Mikubill / sd-webui-controlnet

WebUI extension for ControlNet
GNU General Public License v3.0
16.95k stars 1.95k forks source link

[Feature Request]: Animal Pose Preprocessor (RTMPose AP-10K) #2258

Closed Fannovel16 closed 9 months ago

Fannovel16 commented 11 months ago

https://github.com/abehonest/ControlNet_AnimalPose DWPose but for animal The original implementation doesn't use a object detector so it can only recognize one animal in the image. From my test, YOLOX used by DWPose works pretty well. MMPose can be replaced with this onnx checkpoint

sdbds commented 11 months ago

https://github.com/Deci-AI/super-gradients/blob/master/YOLONAS.md I've actually only recently tried using yolo-nas instead of yolox, and yolo-nas-pose seems to be faster and more accurate than the current openpose. However my own testing of onnx converted to fp16 doesn't seem to be compatible with the current setup.

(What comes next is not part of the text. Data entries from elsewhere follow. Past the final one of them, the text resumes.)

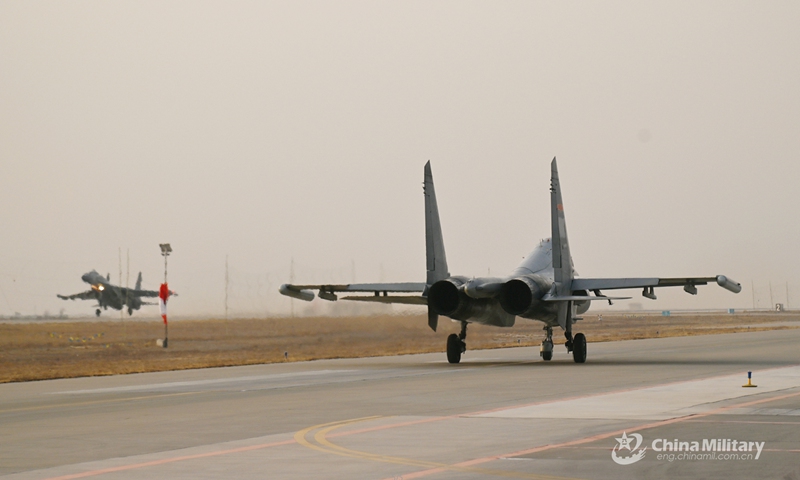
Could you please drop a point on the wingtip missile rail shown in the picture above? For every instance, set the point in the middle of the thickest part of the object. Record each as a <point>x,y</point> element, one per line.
<point>728,284</point>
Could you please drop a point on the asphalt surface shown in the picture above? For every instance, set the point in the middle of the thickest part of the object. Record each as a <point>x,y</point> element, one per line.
<point>499,414</point>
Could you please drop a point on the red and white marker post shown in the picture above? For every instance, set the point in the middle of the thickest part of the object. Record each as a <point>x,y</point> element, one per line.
<point>163,292</point>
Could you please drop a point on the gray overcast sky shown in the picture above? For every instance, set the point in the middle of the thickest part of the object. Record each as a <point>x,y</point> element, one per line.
<point>276,130</point>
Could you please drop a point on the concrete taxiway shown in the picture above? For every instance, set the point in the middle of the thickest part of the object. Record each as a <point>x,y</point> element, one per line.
<point>501,413</point>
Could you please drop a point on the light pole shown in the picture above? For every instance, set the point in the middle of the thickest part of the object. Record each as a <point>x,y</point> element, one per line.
<point>166,249</point>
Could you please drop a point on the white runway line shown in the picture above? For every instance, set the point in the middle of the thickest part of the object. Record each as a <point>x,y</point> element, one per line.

Fannovel16 commented 11 months ago

@sdbds Which model do you use? Small or medium?

sdbds commented 11 months ago

@sdbds Which model do you use? Small or medium?

dwpose use yolox_l,so i used yolo-nas-l fp16

Fannovel16 commented 11 months ago

@sdbds I wrote some code to support YOLO-NAS: https://github.com/Fannovel16/comfyui_controlnet_aux/blob/main/src/controlnet_aux/dwpose/yolo_nas.py#L25

It might work with this extension since both my extension and this one have similar code Also, it requires the exported onnx model to have built-in NMS

from super_gradients.conversion.conversion_enums import ExportQuantizationMode
from super_gradients.common.object_names import Models
from super_gradients.training import models

model = models.get(Models.YOLO_NAS_L, pretrained_weights="coco")

export_result = model.export(
    "yolo_nas/yolo_nas_l_fp16.onnx",
    quantization_mode=ExportQuantizationMode.FP16,
    device="cuda"
)
sdbds commented 11 months ago

@sdbds I wrote some code to support YOLO-NAS: https://github.com/Fannovel16/comfyui_controlnet_aux/blob/main/src/controlnet_aux/dwpose/yolo_nas.py#L25

It might work with this extension since both my extension and this one have similar code Also, it requires the exported onnx model to have built-in NMS

from super_gradients.conversion.conversion_enums import ExportQuantizationMode
from super_gradients.common.object_names import Models
from super_gradients.training import models

model = models.get(Models.YOLO_NAS_L, pretrained_weights="coco")

export_result = model.export(
    "yolo_nas/yolo_nas_l_fp16.onnx",
    quantization_mode=ExportQuantizationMode.FP16,
    device="cuda"
)

Thank U!I will test it soon.

Fannovel16 commented 11 months ago

The dtype has to be uint8 for both INT8 and FP16 models

sdbds commented 11 months ago

i found another animal pose estimation, i will compare them https://github.com/DeepLabCut/DeepLabCut

Fannovel16 commented 11 months ago

@sdbds DeepLabCut's keypoints aren't similar to the ones this ControlNet trained on but they look more accurate tbh.

sdbds commented 10 months ago

I separated the GPU part of the code and added a separate animalpose preprocesser. And i will train a SDXL controlnet lllite for it. image

avinashchakravarthi commented 9 months ago

I separated the GPU part of the code and added a separate animalpose preprocesser. And i will train a SDXL controlnet lllite for it. image

I would love to try "SDXL controlnet" for Animal openpose, pls let me know if you have released in public domain.

sdbds commented 9 months ago

I separated the GPU part of the code and added a separate animalpose preprocesser. And i will train a SDXL controlnet lllite for it. image

I would love to try "SDXL controlnet" for Animal openpose, pls let me know if you have released in public domain.

I've had a lot of development work lately, and I'm not trained for now

andreszs commented 6 months ago

I would love to try "SDXL controlnet" for Animal openpose, pls let me know if you have released in public domain.

Any news on this? Pose detection works well with the AP10K estimator, but there's no controlnet to apply it and SD1.5 models throw this error with SDXL checkpoints:

mat1 and mat2 shapes cannot be multiplied (308x2048 and 768x320)